Tuesday 7 July 2009

Jdeveloper 10.1.3.4 under 64-bit OpenSuse 11.1

Recently I upgraded my laptop to OpenSuse 11.1. I'm running the 64 bit (x86_64) variant of the distribution. So I had to install jDeveloper again. It's one of the few Oracle tools, besides SqlDeveloper that I don't run in a VM, but directly on the host. This is simple: installing jDeveloper is not much more than unzipping the archive.

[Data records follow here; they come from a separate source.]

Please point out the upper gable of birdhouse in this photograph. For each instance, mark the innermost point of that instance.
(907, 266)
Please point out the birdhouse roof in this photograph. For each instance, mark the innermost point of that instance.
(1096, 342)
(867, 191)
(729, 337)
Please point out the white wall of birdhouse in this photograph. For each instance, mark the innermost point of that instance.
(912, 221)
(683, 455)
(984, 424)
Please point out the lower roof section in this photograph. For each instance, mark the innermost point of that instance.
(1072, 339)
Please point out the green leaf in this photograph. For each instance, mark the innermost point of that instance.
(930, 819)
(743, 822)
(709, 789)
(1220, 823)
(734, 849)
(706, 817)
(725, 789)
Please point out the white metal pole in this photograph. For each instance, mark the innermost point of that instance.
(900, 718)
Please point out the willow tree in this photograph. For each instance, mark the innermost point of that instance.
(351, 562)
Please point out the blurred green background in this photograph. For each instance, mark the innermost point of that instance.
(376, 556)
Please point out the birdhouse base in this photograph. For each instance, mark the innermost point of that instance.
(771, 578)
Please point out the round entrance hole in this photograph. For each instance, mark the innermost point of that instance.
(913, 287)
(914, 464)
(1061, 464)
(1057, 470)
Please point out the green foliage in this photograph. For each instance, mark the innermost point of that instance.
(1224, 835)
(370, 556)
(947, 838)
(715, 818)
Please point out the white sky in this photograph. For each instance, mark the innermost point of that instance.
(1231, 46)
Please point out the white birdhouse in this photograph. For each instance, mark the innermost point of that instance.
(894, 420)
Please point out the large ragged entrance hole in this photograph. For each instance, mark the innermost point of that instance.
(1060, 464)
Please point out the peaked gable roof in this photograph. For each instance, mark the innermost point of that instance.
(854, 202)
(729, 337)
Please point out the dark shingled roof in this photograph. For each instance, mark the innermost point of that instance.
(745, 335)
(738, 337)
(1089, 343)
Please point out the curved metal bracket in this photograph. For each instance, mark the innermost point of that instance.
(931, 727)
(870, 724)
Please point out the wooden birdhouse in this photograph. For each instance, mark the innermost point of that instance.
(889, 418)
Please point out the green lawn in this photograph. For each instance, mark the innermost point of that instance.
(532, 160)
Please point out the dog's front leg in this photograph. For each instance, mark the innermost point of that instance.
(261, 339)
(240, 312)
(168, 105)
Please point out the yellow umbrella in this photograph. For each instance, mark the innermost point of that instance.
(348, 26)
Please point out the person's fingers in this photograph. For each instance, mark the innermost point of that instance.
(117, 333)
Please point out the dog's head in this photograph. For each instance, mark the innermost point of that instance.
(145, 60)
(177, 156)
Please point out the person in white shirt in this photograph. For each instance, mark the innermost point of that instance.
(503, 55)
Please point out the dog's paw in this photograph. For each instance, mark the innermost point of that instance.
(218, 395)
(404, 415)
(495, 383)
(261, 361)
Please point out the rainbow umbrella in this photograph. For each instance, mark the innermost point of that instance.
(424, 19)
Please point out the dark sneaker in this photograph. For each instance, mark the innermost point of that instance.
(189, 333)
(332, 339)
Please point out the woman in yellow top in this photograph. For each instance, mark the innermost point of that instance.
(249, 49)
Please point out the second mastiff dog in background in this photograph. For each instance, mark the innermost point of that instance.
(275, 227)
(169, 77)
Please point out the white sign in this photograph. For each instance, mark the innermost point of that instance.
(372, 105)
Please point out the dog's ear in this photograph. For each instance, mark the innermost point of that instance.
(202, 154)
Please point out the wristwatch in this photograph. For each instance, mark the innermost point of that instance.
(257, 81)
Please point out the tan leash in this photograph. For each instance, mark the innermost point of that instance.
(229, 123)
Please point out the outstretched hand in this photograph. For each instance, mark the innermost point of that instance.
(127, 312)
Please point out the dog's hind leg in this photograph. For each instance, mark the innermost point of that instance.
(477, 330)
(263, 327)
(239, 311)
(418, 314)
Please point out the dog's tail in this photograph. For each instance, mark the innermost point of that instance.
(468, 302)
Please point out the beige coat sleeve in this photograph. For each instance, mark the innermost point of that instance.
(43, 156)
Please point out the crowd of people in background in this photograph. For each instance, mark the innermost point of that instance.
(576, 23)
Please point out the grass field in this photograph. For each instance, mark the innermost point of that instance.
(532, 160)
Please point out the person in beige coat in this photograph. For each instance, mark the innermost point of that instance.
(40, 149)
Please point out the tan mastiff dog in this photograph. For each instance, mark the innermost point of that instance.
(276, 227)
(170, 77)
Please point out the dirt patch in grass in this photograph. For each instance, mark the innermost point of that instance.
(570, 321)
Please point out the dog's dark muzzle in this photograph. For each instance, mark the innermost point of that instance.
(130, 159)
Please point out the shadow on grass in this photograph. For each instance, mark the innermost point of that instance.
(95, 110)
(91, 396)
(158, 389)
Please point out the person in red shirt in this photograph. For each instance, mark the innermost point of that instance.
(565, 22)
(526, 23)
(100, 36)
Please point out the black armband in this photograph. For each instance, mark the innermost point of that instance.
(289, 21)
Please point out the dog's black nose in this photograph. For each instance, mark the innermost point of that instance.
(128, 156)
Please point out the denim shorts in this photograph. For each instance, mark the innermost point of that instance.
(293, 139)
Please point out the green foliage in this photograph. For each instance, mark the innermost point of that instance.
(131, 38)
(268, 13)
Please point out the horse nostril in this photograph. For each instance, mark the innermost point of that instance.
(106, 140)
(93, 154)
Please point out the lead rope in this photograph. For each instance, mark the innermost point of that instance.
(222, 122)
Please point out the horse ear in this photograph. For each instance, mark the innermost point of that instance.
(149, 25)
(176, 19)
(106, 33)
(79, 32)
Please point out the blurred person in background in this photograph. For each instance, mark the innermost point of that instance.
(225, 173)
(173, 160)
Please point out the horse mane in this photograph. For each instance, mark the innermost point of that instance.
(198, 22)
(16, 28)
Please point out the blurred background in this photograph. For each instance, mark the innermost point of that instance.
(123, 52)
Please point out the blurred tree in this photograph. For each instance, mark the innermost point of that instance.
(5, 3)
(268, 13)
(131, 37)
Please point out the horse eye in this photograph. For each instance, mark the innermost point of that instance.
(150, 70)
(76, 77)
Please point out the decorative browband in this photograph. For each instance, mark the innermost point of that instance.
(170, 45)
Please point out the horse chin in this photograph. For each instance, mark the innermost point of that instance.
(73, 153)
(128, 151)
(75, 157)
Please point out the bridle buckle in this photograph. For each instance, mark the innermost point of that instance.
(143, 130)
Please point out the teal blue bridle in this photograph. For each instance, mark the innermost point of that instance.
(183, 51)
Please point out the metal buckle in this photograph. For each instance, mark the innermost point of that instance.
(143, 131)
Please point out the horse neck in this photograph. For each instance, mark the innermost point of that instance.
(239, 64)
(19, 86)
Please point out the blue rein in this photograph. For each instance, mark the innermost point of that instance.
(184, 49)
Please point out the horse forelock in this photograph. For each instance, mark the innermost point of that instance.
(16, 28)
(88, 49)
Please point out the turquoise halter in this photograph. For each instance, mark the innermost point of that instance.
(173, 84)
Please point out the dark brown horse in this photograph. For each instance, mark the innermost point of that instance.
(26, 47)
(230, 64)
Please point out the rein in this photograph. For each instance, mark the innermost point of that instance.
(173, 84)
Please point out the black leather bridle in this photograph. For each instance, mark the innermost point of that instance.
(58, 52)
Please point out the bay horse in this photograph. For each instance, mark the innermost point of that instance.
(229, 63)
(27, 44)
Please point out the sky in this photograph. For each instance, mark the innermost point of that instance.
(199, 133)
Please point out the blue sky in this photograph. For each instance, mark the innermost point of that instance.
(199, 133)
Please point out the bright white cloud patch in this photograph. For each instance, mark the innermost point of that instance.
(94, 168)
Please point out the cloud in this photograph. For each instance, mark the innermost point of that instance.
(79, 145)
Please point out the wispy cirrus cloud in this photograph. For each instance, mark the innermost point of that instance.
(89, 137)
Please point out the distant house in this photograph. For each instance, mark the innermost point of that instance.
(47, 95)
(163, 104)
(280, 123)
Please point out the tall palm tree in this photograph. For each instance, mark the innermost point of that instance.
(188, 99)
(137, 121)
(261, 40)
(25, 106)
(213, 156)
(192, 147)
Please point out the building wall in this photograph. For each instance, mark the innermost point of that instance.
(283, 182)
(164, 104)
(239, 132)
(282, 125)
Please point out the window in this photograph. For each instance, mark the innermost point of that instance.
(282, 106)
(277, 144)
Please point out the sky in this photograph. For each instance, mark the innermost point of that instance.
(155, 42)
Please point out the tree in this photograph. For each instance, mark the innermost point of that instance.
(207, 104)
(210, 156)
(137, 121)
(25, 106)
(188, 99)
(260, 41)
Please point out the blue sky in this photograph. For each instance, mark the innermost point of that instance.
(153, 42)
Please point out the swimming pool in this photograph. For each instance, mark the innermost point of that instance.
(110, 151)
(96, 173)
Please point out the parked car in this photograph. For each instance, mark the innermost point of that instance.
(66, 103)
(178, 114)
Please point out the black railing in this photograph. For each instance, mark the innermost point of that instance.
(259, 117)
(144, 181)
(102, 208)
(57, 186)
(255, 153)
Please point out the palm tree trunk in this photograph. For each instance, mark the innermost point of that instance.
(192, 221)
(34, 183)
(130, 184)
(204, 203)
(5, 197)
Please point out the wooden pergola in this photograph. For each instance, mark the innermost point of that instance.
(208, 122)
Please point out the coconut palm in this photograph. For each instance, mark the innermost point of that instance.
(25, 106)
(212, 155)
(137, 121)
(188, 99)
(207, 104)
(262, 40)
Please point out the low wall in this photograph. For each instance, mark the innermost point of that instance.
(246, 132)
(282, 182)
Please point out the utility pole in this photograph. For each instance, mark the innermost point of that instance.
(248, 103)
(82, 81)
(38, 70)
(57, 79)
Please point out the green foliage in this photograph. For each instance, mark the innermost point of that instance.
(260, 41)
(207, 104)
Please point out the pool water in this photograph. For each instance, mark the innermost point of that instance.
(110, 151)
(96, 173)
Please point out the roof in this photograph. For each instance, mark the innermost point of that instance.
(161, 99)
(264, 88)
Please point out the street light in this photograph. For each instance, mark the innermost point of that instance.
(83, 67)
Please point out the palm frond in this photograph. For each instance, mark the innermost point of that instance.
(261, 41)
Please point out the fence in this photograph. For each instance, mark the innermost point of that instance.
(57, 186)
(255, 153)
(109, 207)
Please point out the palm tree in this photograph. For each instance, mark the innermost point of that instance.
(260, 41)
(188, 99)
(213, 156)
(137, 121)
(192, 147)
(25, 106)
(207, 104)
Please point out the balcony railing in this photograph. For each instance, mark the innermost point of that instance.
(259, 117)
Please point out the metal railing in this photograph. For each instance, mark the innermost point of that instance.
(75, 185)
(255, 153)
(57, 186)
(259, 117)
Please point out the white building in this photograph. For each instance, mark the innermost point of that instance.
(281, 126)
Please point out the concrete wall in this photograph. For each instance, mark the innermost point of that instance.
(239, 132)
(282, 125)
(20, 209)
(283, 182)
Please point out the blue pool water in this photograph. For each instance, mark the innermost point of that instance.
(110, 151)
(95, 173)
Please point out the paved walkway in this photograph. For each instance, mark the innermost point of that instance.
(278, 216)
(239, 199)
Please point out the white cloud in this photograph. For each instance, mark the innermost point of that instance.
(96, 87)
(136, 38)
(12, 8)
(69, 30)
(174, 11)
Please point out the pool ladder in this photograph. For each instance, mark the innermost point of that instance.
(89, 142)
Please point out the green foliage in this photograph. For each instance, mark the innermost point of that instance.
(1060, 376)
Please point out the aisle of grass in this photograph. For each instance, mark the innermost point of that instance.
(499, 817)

Since it's out for a while, and I also upgraded my SoaSuite to 10.1.3.4, I tried the 10.1.3.4 jDeveloper. And where 10.1.3.3 runs smoothly on 64-bit linux, jDeveloper 10.1.3.4 won't. It complaints about having the wrong version of Java Hotspot or not being able to determine the right version.

I've search around for quite sometime, but yesterday I found a solution here.Thanks Nghiem. He wrote it for Ubuntu 8.10 X86_64, but it applies to every Linux X86_64. But at least OpenSuse 11.1.

What you need to do is to edit the jdev.conf, which you can find at <jdev_home>/jdev/bin/jdev.conf.

There you have to set the Java home, which has to be 64-bit:
#
# Directive SetJavaHome is not required by default, except for the base
# install, since the launcher will determine the JAVA_HOME. On Windows
# it looks in ..\..\jdk, on UNIX it looks in the PATH by default.
#
SetJavaHome /usr/lib64/jvm/java-1.5.0


Mark that jDeveloper is certified only for Java 1.5.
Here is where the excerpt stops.